Ehl-i Beyt hakkındaki binlerce hadisten birer tane hatırlayalım:
Hz. Aişe'den şöyle nakledilir: "O (Ali), Resulüllah'ın yanında insanların en sevimlisiydi. Ben, Resulüllah'ın, O'nu, Fâtımâ'yı, Hasan ve Hüseyin'i elbisesinin altına aldığını ve sonra "Allah'ım, bunlar, Benim Ehl-i Beyt'imdir" dediğini gördüm."
"Fatıma, Benden bir parçadır. Onu üzen, beni üzmüş olur. Onu mutlu eden, beni mutlu etmiş olur. Kıyamet günü tüm soy sop bağları kesilmiş olur, ancak benimle soy sop bağları olanların bağı kesilmez."
"Ali, Bendendir, Ben de, O'ndanım. O'nu seven, Beni sevendir, O'na düşman olan, Bana düşmandır. Hiç şüphesiz melekler, O'nun muhabbetiyle Allah'a yakınlaşmaktadırlar."

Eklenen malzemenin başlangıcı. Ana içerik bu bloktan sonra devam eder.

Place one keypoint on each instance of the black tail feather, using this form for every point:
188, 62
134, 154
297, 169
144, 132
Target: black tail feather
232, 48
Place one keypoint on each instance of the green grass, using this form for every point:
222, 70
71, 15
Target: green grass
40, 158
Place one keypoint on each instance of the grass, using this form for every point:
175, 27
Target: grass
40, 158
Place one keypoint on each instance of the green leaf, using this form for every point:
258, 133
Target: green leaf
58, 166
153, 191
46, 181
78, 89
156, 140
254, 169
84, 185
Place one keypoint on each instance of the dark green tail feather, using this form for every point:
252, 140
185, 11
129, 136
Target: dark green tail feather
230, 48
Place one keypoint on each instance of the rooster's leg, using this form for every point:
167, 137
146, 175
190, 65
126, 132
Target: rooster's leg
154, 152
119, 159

"Hasan ile Hüseyin Benim oğullarımdır. Kim, onları severse Beni sever. Kim, Beni severse Allah, onu sever. Allah, kimi severse onu cennete koyar.
Kim, o ikisinden nefret ederse Benden nefret etmiş olur. Kim, Benden nefret ederse Allah, ondan nefret eder. Allah, kimden nefret ederse onu cehennemine koyar."
Peki, Ehl-i Beyt için Yüce Allah ne diyor?
"Allah, yalnızca siz Ehl-i Beyt'ten her çeşit pislik ve kötülüğü giderip sizi tertemiz kılmak ister." (Ahzab Sûresi, 33).
"De ki: Ben buna (peygamberliğimi tebliğime) karşılık sizden yakınlarıma sevgiden başka hiçbir ücret istemiyorum." (Şura, 23).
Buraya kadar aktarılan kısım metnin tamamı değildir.